The purpose of the current study was to examine transcriptomic-based profiling of differentially expressed innate immune genes between indigenous and commercial chickens. In order to compare the transcriptome profiles of the different chicken breeds, we extracted RNA from blood samples of the Isfahan indigenous chicken (as indigenous) and Ross broiler chicken (as commercial) breeds. RNA-Seq yielded totals of 36,763,939 and 31,545,002 reads for the indigenous and commercial breeds, respectively, with clean reads then aligned to the chicken reference genome (Galgal5). Overall, 1327 genes were significantly differentially expressed, of which 1013 genes were upregulated in the commercial versus the indigenous breed, while 314 were more highly expressed in the indigenous birds. Furthermore, our results demonstrated that the SPARC, ATP6V0D2, IL4I1, SMPDL3A, ADAM7, TMCC3, ULK2, MYO6, THG1L and IRG1 genes were the most significantly expressed genes in the commercial birds and the PAPPA, DUSP1, PSMD12, LHX8, IL8, TRPM2, GDAP1L1, FAM161A, ABCC2 and ASAH2 genes were the most significant in the indigenous chickens.
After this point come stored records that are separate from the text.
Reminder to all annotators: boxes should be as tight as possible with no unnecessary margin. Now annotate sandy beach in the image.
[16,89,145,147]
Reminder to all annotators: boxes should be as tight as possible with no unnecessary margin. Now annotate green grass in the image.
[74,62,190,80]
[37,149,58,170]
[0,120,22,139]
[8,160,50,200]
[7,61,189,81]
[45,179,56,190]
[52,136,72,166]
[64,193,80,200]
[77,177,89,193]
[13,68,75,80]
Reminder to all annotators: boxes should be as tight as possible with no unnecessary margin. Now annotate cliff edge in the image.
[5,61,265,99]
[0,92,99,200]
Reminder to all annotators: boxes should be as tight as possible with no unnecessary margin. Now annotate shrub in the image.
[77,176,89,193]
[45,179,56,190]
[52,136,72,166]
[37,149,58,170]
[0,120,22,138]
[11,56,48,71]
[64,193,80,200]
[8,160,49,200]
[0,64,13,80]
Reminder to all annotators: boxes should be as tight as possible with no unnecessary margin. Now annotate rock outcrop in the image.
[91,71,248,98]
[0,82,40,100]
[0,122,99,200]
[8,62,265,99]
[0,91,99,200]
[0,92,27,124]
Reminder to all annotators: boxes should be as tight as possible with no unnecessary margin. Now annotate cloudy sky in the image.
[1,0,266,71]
Of notable finding in this study was that the high-level gene expressions of heat-shock proteins (HSPs) in the indigenous breeds could serve as a guideline for future genetic improvement. This study identified genes with breed-specific expression, and comparative transcriptome analysis helped understanding of the differences in underlying genetic mechanisms between commercial and local breeds. Therefore, the current results can be used to identify candidate genes for further breed improvement.